Even notoriously cautious Malaysia, known for its “quiet diplomacy”, has been unilaterally developing energy resources within Chinese and Vietnamese-claimed waters in recent years.
It was not until the late 2010s that the Philippines, under the guidance of independent-minded Defense Secretary Delfin Lorenzana, began properly maintaining and upgrading its facilities in places such as Thitu Island, which hosts a relatively large civilian community along with military personnel.
The Marcos Jr administration has built on those earlier efforts by recently establishing a two-story facility on the island, which boasts “advanced systems” such as vessel traffic management, coast cameras, radars and satellite communication equipment.
Philippine National Security Council Advisor Eduardo Ano, a former military chief who supported Lorenzana’s efforts in the past, welcomed the new facilities as a means to “greatly enhance the PCG’s [Philippine Coast Guard’s] ability to monitor the movements of the Chinese maritime forces, other countries that might be coming here, and also as well as our own public vessels and aircraft.”
Pushing the limits
The Philippine defense establishment, however, has even bigger plans for this year. In defiance of China, the AFP is set to fortify its de facto military base over the Second Thomas Shoal, which has been the site of multiple violent encounters between Filipino and Chinese maritime forces in recent months.
“What we are doing is we’re just trying to make it more livable, more habitable for our soldiers because their conditions are really difficult,” the Philippine military chief said in a mixture of Filipino and English when asked about the purpose of the new project.
“We already have a budget. It is incorporated in the budget of the armed forces. Every year we have a budget for the improvement of facilities,” he added, underscoring the importance of the new construction project as part of a bigger strategic plan in the South China Sea.
While the Philippines sees its action is necessary for national defense, it could nonetheless provoke China into aggressive reprisals. The Asian superpower isn’t only opposed to the Philippine construction plans in the area, but also to the Marcos Jr administration’s overall foreign policy tilt toward the US and its allies.
Much to China’s chagrin, the Philippines has quickly turned into a new hub for major wargames and joint exercises by Western powers. Last year, the Southeast Asian nation conducted the largest-ever Balikatan exercises, where the US, Japan, Australia and the Philippines simulated potential conflict with China.

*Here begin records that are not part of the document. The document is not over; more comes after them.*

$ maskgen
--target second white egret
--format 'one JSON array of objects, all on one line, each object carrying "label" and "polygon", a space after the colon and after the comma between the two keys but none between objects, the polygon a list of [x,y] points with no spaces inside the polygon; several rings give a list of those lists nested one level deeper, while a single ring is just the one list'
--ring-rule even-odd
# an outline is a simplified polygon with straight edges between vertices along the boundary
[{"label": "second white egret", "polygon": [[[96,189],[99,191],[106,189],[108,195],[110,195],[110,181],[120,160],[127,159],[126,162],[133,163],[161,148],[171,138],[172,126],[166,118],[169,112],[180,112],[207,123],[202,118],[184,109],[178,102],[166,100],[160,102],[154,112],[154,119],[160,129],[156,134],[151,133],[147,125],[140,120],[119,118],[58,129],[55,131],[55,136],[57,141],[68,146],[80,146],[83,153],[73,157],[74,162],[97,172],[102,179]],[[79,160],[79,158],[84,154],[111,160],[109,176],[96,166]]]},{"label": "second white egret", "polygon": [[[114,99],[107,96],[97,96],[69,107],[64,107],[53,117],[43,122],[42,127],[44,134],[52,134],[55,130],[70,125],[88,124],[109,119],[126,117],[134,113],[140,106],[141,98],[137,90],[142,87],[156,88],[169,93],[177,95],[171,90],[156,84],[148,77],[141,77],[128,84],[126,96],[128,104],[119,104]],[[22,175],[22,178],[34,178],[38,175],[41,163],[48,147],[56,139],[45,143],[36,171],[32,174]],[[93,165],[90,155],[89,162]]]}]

Last year also saw the annual Kamandag exercises, at which as many as 2,749 participating troops from the Philippines, US, UK, Japan and South Korea conducted amphibious and naval exercises in a not-so-subtle signal to China.
This went hand in hand with the first-ever Philippine-US aerial patrols in the South China Sea as well as the first-ever quadrilateral Philippines, US, Australia and Japan naval drills in the disputed areas.
The Philippines is also exploring a new Visiting Forces Agreement-style agreement with Japan and France while coordinating an emerging trilateral Japan-Philippine-US alliance known as JAPHUS.
Perhaps of biggest concern to China is the expansion of the Philippine-US Enhanced Defense Cooperation Agreement (EDCA) that will grant the Pentagon access to northernmost Philippine military facilities bordering near Taiwan.
The two allies are also rapidly upgrading a whole host of military facilities close to the South China Sea, thus dramatically expanding America’s forward deployment presence in the area.
The upshot of it all is a dangerous and volatile new dynamic, whereby efforts by the Philippines to enhance its position and defend its sovereign rights are reinforcing China’s fears of encirclement by a US-led network of allies.
Absent a robust diplomatic effort, the Philippines could be sleepwalking toward a direct confrontation with the increasingly jittery Asian superpower, a clash that could unintentionally set off a wider regional conflict.